A rule just made final for 2027 ACA plans will have the effect of reducing access to healthcare and increase paperwork and costs. Among the changes is an increase in out-of-pocket limits for bronze plans, which have been chosen this year by a record 40% enrollees because of their lower up-front costs. The new limits are $15,600 for individuals and $31,200 for a family, up from $10,600 and $21,200 this year.
That could leave some individuals and families on the hook for all their medical expenses, the CBPP observed. As the organization reports, “$15,600 is about a third of median personal income, and roughly the entire income of a person at the federal poverty level.”
Among other provisions of the new rule is one that would allow “non-network” health plans into the ACA marketplace beginning in 2028. These are plans that don’t maintain a roster of providers who agree to accept the plan’s payments as payments in full for services so that their patients don’t face additional charges. Non-network plans set forth a schedule of fees; providers can charge more, sticking the patients with responsibility for paying the excess — the dreaded “balance billing” effect.

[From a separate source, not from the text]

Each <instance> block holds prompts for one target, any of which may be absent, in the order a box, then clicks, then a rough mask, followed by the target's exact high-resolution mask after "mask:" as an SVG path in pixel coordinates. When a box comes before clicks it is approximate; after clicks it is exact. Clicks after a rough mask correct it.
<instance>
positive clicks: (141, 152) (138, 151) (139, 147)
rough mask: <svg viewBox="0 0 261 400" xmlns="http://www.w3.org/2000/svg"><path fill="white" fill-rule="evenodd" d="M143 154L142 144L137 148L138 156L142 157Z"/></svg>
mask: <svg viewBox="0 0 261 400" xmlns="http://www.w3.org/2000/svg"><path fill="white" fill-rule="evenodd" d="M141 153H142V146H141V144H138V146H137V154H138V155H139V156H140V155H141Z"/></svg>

The rule, observed Sabrina Corlette, Jason Levitis and Lindsey Murtagh of Georgetown, the Urban Institute and Brown “would violate minimum requirements of the Affordable Care Act, harm consumers, and significantly destabilize the ACA Marketplaces, leaving consumers with fewer and more expensive coverage options.”
The new rule will eviscerate many patient protections written into the ACA. It says it would allow patients to “negotiate prices among available providers to find a provider who will accept the plan’s benefit amount as payment in full.” This is a familiar chimera offered by enemies of the ACA.

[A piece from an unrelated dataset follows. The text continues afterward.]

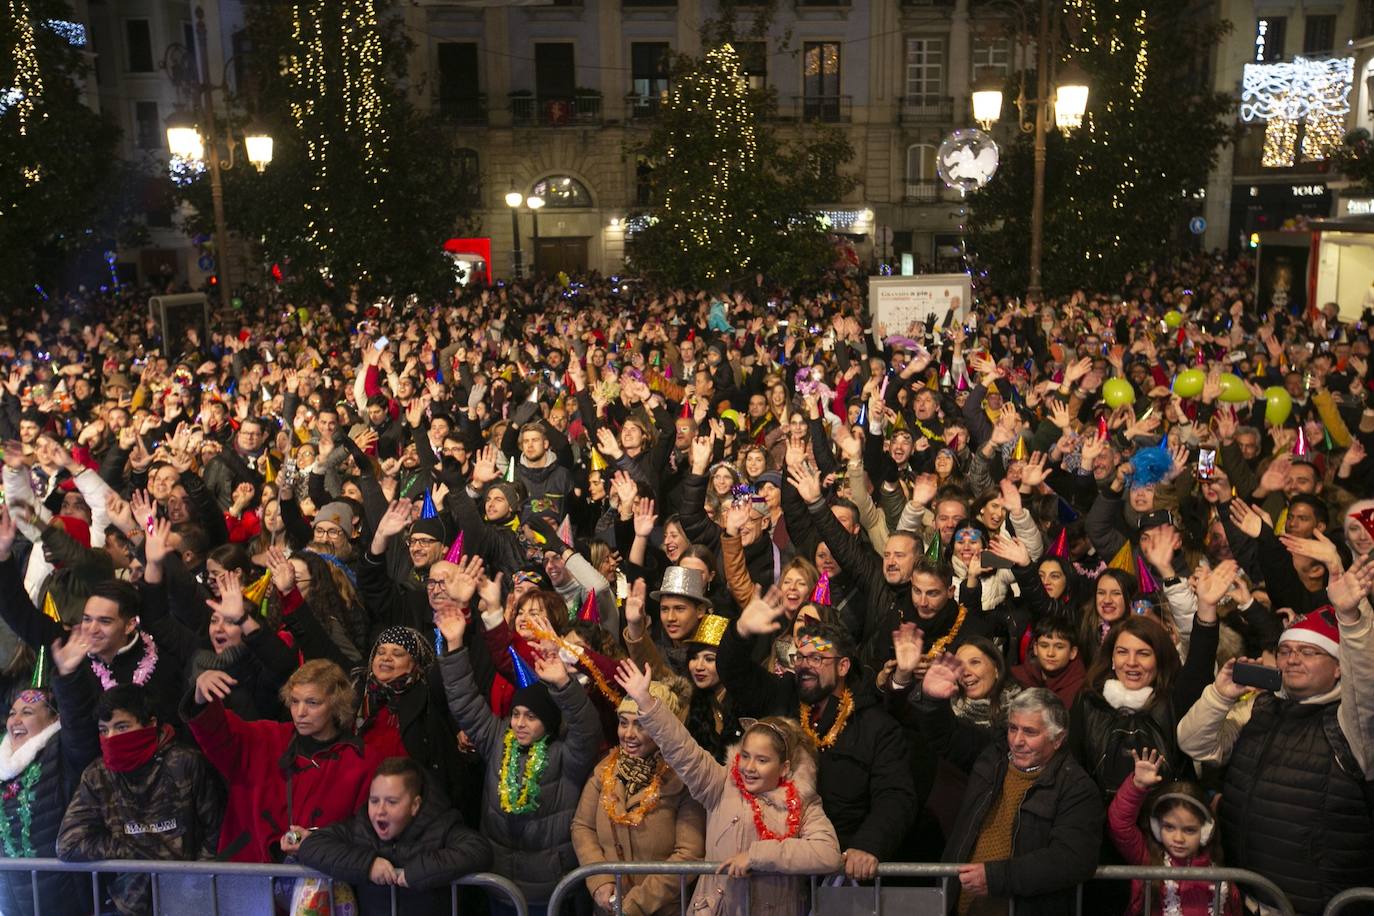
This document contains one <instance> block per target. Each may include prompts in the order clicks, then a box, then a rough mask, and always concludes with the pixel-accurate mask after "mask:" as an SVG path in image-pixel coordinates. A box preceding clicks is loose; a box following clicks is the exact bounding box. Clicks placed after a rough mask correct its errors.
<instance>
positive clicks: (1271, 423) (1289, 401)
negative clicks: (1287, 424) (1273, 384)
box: [1264, 385, 1293, 426]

The idea is that patients can shop among doctors to find the cheapest option. But its promoters know full well that patients rarely do this — it’s time-consuming, requires more knowledge about prices than patients generally have, and doesn’t work to protect those needing care that is “not reasonably shoppable, such as non-elective procedures, non-emergent services that must be performed rapidly, or services for which there is limited provider choice,” the researchers noted. And what about patients “who are very sick or otherwise unable to engage in one-on-one price negotiations with providers”? They’ll be on their own.

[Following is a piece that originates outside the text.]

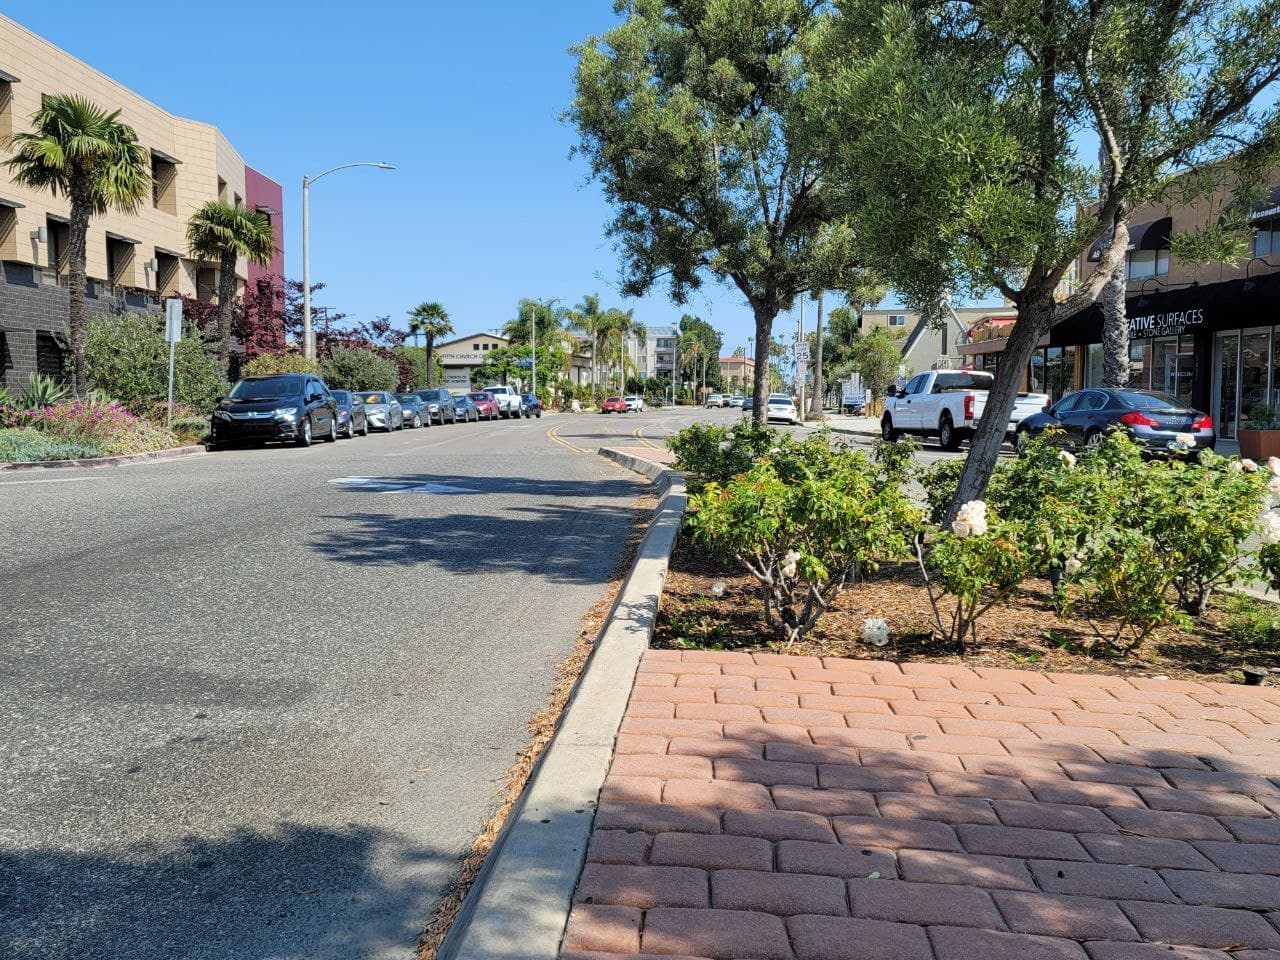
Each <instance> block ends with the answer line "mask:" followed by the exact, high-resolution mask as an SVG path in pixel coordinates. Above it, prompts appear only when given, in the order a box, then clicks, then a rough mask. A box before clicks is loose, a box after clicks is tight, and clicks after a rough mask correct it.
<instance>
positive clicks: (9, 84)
mask: <svg viewBox="0 0 1280 960" xmlns="http://www.w3.org/2000/svg"><path fill="white" fill-rule="evenodd" d="M12 136H13V83H10V82H9V81H0V140H8V138H9V137H12Z"/></svg>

The White House announced the new rule with a press release bristling with meretricious claims that it “strengthens program integrity, expands consumer protections, promotes plan innovation and consumer choice, and restores greater authority to states.” In truth, it undermines program integrity, eliminates key consumer protections, forces consumers into choices that are not to their benefit and saddles states with higher costs.
The Republican healthcare strategy is now fully rolled out. They no longer feel the need to “repeal and replace” the Affordable Care Act. Instead, they’ll leave it in place while eliminating or hamstringing all the elements that have bolstered its popularity (Americans approved of the act by 57% to 35%, according to a Gallup poll taken in November) and its effectiveness.
The ACA began the process of revolutionizing American medicine, but it left a lot undone. For some reason, the fear that more will be done to make American healthcare more accessible, affordable, efficacious and humane grips Republican hearts. Go figure.
That said, Trump and the GOP have provided Democrats with a road map to reforming American healthcare: Start by looking at all the changes made by the Republicans, and reverse every last one of them.